Parameters controlling protocell growth. The figure shows the effect of varying catalytic activity (R_cat) and amino acid binding affinity (K_aa) for FeS crystals. (a) Time courses for simulations computed for five parameter combinations corresponding to the five coloured sample points shown in (b) and (c). Parameters were chosen to demonstrate the dependence of crystal growth, production of organics, partitioning of FeS nanocrystals to the membrane, and growth in protocell surface area upon combinations of catalytic turnover rates and amino acid binding strengths. The correspondence of line colours to the parameter space are given in the bottom legend (see main text for more details).
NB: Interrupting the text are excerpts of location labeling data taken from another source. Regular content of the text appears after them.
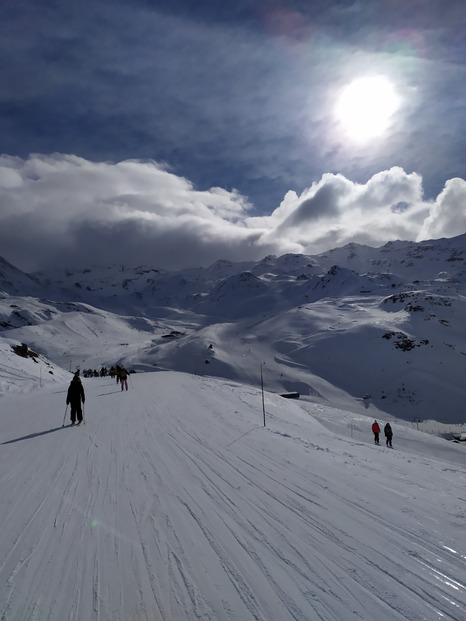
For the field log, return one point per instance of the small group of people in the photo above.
(76, 398)
(121, 375)
(387, 432)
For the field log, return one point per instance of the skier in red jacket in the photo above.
(376, 431)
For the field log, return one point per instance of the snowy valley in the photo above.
(175, 502)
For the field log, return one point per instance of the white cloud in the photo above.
(65, 210)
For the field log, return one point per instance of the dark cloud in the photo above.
(68, 211)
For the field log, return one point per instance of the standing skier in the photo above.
(388, 434)
(376, 431)
(123, 378)
(74, 397)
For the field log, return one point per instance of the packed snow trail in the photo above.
(173, 503)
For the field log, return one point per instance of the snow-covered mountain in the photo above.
(175, 502)
(355, 321)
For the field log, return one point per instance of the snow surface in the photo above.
(386, 322)
(173, 502)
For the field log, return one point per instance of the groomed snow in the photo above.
(174, 503)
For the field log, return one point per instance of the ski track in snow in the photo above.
(173, 503)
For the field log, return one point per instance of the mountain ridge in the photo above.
(349, 322)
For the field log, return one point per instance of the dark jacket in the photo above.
(75, 392)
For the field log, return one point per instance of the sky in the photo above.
(175, 133)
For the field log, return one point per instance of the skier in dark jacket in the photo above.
(388, 434)
(376, 431)
(74, 397)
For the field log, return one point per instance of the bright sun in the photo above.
(365, 107)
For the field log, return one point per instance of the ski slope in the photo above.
(174, 503)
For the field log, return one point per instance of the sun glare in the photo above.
(366, 106)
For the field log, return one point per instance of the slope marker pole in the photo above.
(262, 388)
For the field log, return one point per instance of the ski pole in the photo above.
(65, 415)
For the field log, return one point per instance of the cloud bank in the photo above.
(63, 210)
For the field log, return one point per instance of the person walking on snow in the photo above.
(376, 431)
(74, 397)
(388, 434)
(123, 378)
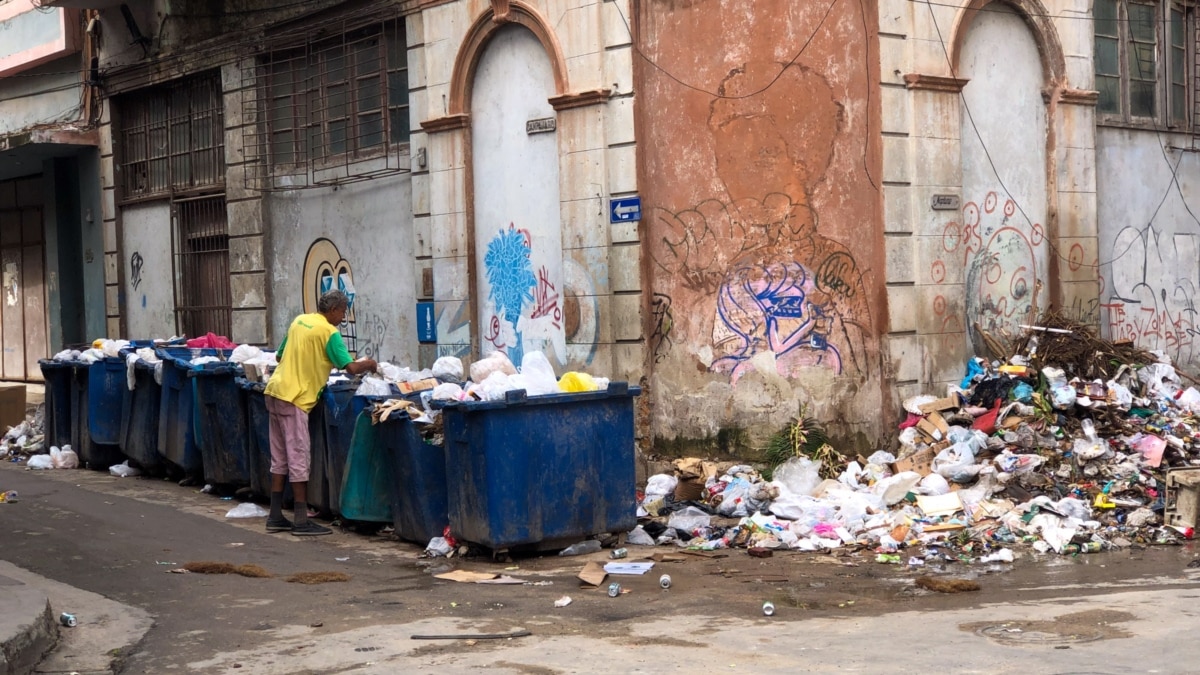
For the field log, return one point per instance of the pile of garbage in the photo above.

Parameter values: 1, fast catalysis (R_cat = 10^−9.4 mol dm^–2 s^–1) tight binding (K_aa = 10^–4.3 mol dm³); 2, fast catalysis (R_cat = 10^−9.4 dm^–2 s^–1) weak binding (K_aa = 10^–2.2 mol dm^–3); 3, slow catalysis (R_cat = 10^−11.6 mol dm^–2 s^–1) tight binding (K_aa = 10^−4.3 mol dm³); 4, slow catalysis (R_cat = 10^−11.6 mol dm^–2 s^–1) weak binding (K_aa = 10^−2.2 mol dm^–3); 5, medium catalysis (R_cat = 10^−10.4 mol dm^–2 s^–1) medium binding (K_aa = 10^–3.7 mol dm^–3). (b) Parameter space representation of the protocell equilibrium surface area (cm²). Results demonstrate that the extent of cell growth is largely determined by the catalytic activity of the FeS crystals. (c) Parameter space representation of the rate of cell growth (cm² day⁻¹) during the growth period. Cases in which there was no growth are covered by the white section in the bottom half of the figure.

Figure 3.

Protocell division as a function of amino acid binding. At a threshold cell surface area of 10^–9 cm², the cell divides and cytosol constituents are reorganized. The rate of growth depends on the strength of amino acid binding (K_aa). The blue curve shows tight binding (K_aa = 10^–4.3 mol dm^–3), the red curve shows weaker binding (K_aa = 10^–2.7 mol dm^–3) and the green curve shows the weakest binding considered (K_aa = 10^–2 mol dm^–3). (a) Time course of crystal volume evolution. So long as intracellular amino acids are conserved across a protocell division, FeS nanocrystal chelation can continue. (b) Dynamics of membrane-bound crystal concentration demonstrates that a loss of half of membrane crystals during division is not sufficient to significantly slow cell growth. (c) Protocell surface area dynamics indicating growth and division in the case of the two tightest binding coefficients (blue and red curves) compared with no growth (green). Protocell division intervals decrease until the catalytic activity of the cell reaches equilibrium. The turnover rate was held constant for all three simulations (R_cat = 10^−10.4 mol dm⁻² s⁻¹).